ESG issues have undoubtedly climbed up the list of key business priorities for (re)insurers. To date, most of the actions taken by the industry have centred around internal operations and meeting regulatory requirements, with a focus on the asset side of the balance sheet.

ESG keeping score

The next step requires (re)insurers to start thinking about how they can tackle, and indeed benefit from, the incorporation of ESG decision-making across their entire business, including underwriting.

(Re)insurers are well placed to influence real change in corporate behaviour and disclosures in relation to sustainability. They have leverage – with a broad reach across business sectors, substantial capital provisions and large balance sheets, and can invest in the necessary technology and resources to monitor and manage ESG.

An ESG strategy first needs to be developed and this sees (re)insurers carefully considering their priorities, asking big questions about who they really are, what they care about and what they want to achieve with regard to ESG. This all helps to identify and define their sustainability principles.

Once these principles are established, like any business strategy, to achieve success with ESG the chosen approach must be auditable, purposeful and authentic, and it is essential for a (re)insurer to consider their entire business and how to provide consistency across all functional areas, from underwriting to operations, investments to risk. The strategy then turns to potential actions. Metrics will then need to be established, with relevant targets applicable across all functions.

Two core areas where a baseline of ESG performance enables (re)insurers to understand their performance against targets are underwriting and investment portfolios. Representing inflows to the business, as new policies are underwritten or new investments are made, a (re)insurer will need to know the impact these additions will make on their performance, whether positive or negative.

But how can ESG be measured at the single deal level, to then extrapolate up to the portfolio level? This leads to the next challenge – how to source relevant, reliable ESG data for use at a granular level.

One effective approach to get a view of ESG across a business is the use of a Balanced ESG Scorecard. Co-designed with all key stakeholders, and with clear objectives and metrics set out from the start, all stakeholders will define the main risk criteria and underlying data points, to ensure consistency and accountability across all functions of the business – whether it is investment or underwriting.

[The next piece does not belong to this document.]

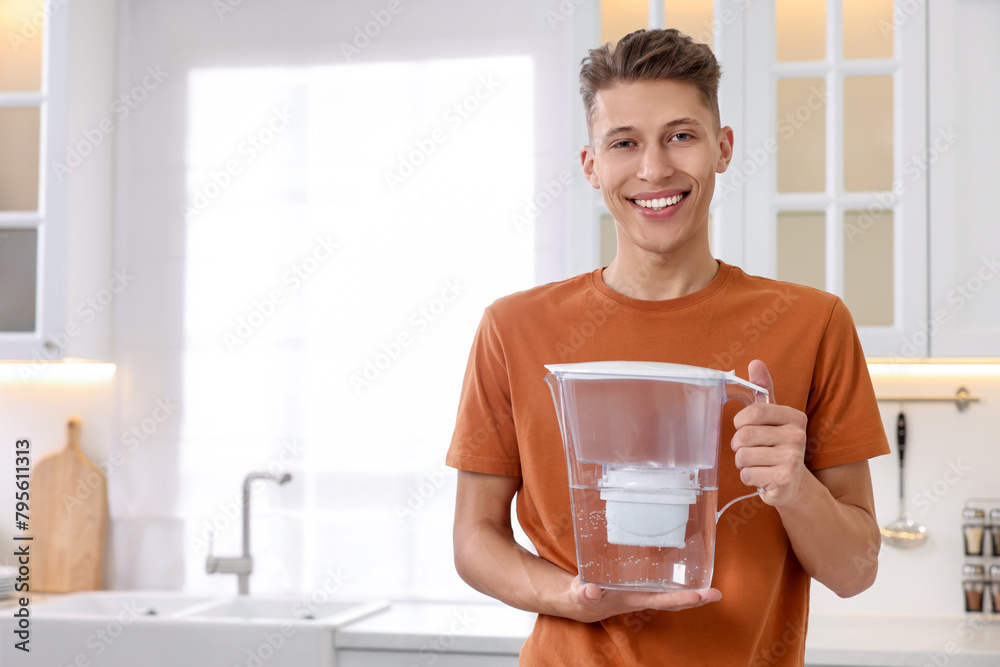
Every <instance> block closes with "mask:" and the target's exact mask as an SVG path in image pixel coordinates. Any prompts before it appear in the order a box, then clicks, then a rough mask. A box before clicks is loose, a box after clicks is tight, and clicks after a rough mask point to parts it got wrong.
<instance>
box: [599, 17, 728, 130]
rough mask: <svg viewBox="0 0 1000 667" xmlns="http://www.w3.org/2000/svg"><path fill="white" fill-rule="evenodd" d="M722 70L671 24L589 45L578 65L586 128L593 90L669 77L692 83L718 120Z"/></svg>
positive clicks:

As all stakeholders have been involved from the outset, insurers can be more confident that the ESG strategy will be embedded into the business.

As a new risk factor, ESG brings uncertainty but also creates opportunities for (re)insurers to grow their business. It can be used as another lens through which to view risk selection and risk appetite. If implemented properly, this could open the door for (re)insurers to build a competitive advantage. By evolving an ESG strategy, (re)insurers can give themselves the best possible chance to identify new growth opportunities, differentiate themselves in a crowded market, improve underwriting profitability, and attract new capital in this new market.

The ESG journey is still in a relatively early stage but it is evolving fast. (Re)insurers need to move quickly, but data, methodologies and models already exist to enable progress to be made in incorporating ESG into their whole business, including underwriting decisions. These will evolve, as will the industry and regulatory requirements. But by taking steps now, (re)insurers can position themselves to be resilient and thrive in a fast-changing world.